Crouched behind a trolley full of chemical barrels, Bond edges his way towards a makeshift exit, knowing full well that the Russians can't fire upon him. It's a wonderfully tense and brilliantly over-the-top scene ... and it's straight out of a classic Western.

"I actually pinched a moment out of Sam Peckinpah's 'The Wild Bunch' for that."

Shut the door, Alec – there's a draught

Much the same as "Goldeneye" sees 007 double-crossed, "The Wild Bunch" don't fare much better. Pike Bishop (William Holden) leads a gang of aging outlaws looking to retire after one last job. But when a botched robbery leaves the gang penniless and with the authorities on their tails, they find themselves pressured into stealing a U.S. Army weapons shipment for Mexican Federal Army officer, General Mapache (Emilio Fernández). Of course, the whole thing is a trap, much like the scene in "Goldeneye".

On their way to deliver the weapons, they're double-crossed by Mapache's forces, led by the vile officer, Lt. Herrera (Alfonso Arau) who surrounds the gang with Mexican Army forces, to take the weapons by force.

Outnumbered and outgunned, it looks bad. Thankfully, Pike and his criminal pals aren't stupid, and they were expecting to be double-crossed. They've stuffed their wagon full of dynamite as insurance against anyone who might try to steal the weapons. Come any closer and they'll blow the lot.

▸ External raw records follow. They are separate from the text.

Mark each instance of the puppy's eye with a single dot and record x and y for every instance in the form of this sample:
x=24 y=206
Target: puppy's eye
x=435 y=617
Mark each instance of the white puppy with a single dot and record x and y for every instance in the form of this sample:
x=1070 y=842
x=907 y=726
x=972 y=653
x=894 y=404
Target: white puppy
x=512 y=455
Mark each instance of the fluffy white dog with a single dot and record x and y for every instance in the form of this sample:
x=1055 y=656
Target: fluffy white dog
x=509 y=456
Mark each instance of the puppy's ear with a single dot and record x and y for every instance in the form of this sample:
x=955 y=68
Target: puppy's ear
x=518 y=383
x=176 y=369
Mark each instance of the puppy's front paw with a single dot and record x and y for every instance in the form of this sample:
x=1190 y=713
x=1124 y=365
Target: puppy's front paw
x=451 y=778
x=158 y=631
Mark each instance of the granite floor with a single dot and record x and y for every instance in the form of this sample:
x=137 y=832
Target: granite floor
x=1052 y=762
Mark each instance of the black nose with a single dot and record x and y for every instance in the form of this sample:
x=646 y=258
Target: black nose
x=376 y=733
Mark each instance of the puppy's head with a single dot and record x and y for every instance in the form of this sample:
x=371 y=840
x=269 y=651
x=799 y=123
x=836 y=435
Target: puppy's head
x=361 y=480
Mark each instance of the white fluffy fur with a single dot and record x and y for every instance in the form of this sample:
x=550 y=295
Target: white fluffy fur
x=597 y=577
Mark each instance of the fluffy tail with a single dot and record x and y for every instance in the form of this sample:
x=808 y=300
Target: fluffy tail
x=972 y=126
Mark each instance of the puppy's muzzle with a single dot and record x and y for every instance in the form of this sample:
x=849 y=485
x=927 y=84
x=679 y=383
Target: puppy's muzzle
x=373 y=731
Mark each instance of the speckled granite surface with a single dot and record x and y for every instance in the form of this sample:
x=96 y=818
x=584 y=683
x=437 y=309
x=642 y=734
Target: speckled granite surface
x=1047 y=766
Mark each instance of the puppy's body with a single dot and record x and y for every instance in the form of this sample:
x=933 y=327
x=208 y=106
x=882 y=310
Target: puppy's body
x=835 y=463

The Mexican forces descend upon them regardless, exactly how the Russians flood into the chemical warehouse in "Goldeneye." But they don't dare open fire. After all, they risk destroying the weapons and getting caught in the explosion themselves. The tense standoff that follows is almost exactly like "Goldeneye" with James hiding amongst chemical weapon vats as he hatches an escape plan.

Crouching behind a squeaky chemical weapon trolley, Bond makes a break for it. And what follows is straight out of "The Wild Bunch," too.

Hold your fire! You'll blow the gas tanks!

Obviously, 007 is outnumbered. But the tension gets the better of one Russian soldier as he opens fire on the British spy ... and the gas tanks. Inadvertently peppering the chemical weapon barrels with bullets, it's a risky move that definitely doesn't pay off. After all, Colonel Ourumov instantly turns and shoots his own soldier dead.

The shot of a military leader turning on his own men in a moment of extreme tension is lifted directly from "The Wild Bunch."

"There's that bit where Holden and everybody have the wagonload of dynamite," said Campbell. "And one of the enemy soldiers gets very nervous and fires a shot, and his commander just blasts him. I took that. Sometimes you need a good moment of shock in a sequence like that."

That gunshot from Ourumov really ratchets up the tension even further — an exclamation point that shows us that the Colonel means business. It gives us a glimpse into his entirely ruthless nature, too. If he's willing to fire upon his own men, what will he do to Bond if he captures him? It doesn't bear thinking about. Thankfully, James makes his escape.

"The Wild Bunch" scene serves a similar purpose. Here, Lt. Herrera orders his other men to shoot the soldier who dared to open fire on the wagon. It's a telling glimpse of his character — a man who will give orders to shoot his own men but doesn't want to get his own hands dirty.

It's still a gripping scene, and you can see exactly why Campbell wanted to use it in "Goldeneye." It's a gambit that works, and it ultimately saves Bond's bacon. For England, James.